24 weeks.....
I went out yesterday on my own. I needed to get out on my own for a little bit. I went to Michael's first. I was specifically looking for a memory box to hold Gavin's things. I couldn't find one big enough. They had some nice baskets but I would prefer something with a lid, so the search continues.
After that I went to Indigo there was a cd I was specifically looking for, they didn't have it. So I wandered over to the health/self help section. I knew they wouldn't have the book I was looking for. How did I know? Well I had done an online search no Indigo/Chapters Bookstores in my city carry said book. It has to be ordered online. I then checked out the small section on grief/bereavement. I found one book (yes only one) that was specific to death of child. Within that book one chapter on death of baby with small sections on stillbirth and neonatal loss. Not impressed. I wandered around for a little bit more until that song started on the speakers. I bee lined out ASAP choking back tears as I did.
I decided at trip to the Christian bookstore was required. I'm not ready to be joyful and praising at Church but I could manage the bookstore. I really thought I might find something to sooth my grieving heart. I did find the cd I wanted but was very disappointed in the selection (or lack of selection) of material for a grieving parent.
I know there are materials out there, but just not available in stores....hum....that says a lot. That grief especially resulting from the death of a child is not something that is socially acceptable. It makes people too uncomfortable.

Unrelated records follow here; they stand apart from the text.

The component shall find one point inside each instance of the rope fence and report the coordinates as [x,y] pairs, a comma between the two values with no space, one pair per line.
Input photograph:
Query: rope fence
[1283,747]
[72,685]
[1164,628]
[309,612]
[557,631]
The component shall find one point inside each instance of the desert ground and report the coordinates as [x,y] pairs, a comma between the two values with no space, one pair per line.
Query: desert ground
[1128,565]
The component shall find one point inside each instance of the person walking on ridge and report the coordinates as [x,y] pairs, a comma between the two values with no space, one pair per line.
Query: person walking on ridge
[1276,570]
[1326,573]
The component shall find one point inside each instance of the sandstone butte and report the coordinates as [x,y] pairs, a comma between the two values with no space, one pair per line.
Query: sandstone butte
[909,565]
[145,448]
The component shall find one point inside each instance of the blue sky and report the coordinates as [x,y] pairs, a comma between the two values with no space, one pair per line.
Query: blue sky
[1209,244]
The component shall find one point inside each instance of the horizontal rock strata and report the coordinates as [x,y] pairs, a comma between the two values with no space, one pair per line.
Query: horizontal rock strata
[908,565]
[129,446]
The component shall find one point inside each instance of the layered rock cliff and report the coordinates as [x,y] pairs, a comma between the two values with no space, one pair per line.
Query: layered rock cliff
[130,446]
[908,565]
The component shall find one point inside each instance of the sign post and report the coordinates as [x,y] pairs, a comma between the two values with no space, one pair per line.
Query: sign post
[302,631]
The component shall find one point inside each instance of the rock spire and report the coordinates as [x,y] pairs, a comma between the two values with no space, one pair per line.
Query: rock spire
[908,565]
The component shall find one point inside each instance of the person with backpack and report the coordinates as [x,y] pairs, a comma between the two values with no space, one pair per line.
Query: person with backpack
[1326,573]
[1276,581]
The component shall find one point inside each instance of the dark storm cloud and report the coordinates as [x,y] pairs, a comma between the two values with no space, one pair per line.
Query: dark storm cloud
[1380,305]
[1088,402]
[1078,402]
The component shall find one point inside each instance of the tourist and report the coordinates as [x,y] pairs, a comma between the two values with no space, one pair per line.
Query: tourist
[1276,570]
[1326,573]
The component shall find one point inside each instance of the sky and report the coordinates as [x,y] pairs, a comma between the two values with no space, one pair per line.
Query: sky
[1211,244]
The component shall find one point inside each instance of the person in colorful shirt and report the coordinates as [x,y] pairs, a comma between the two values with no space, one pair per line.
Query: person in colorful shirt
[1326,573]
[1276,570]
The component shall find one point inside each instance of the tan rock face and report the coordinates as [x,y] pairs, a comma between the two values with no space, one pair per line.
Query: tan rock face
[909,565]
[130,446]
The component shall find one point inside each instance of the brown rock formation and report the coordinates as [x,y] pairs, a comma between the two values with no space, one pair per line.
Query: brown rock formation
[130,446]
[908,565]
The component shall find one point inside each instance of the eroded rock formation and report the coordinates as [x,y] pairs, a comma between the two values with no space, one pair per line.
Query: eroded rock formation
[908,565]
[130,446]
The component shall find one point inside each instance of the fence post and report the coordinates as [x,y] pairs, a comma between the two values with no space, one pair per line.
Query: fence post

I did notice however a plethora of books on fertility/infertility. Yet a few years ago when I first step into the world of infertility I was lucky to spot one or two books in store. Of course we are way beyond that. No amount of "Taking Charge of Your Fertility" is going to help us. That's what the fertility clinic is for...no I am not bitter.

2 comments:
I just wanted to comment to let you know that I'm reading and that you and Gavin are in my heart. I'm sorry that the bookstores around you have so little comfort to offer.
Hugs,
Sara (from Mogo)
There are lots of books at the support group I go to that I told you about. I have borrowed quite a few of them. I'm going on Sunday night if you wanted to come with me or I could check one out for you and bring it to you too if that's easier. Let me know, hun. Hugz.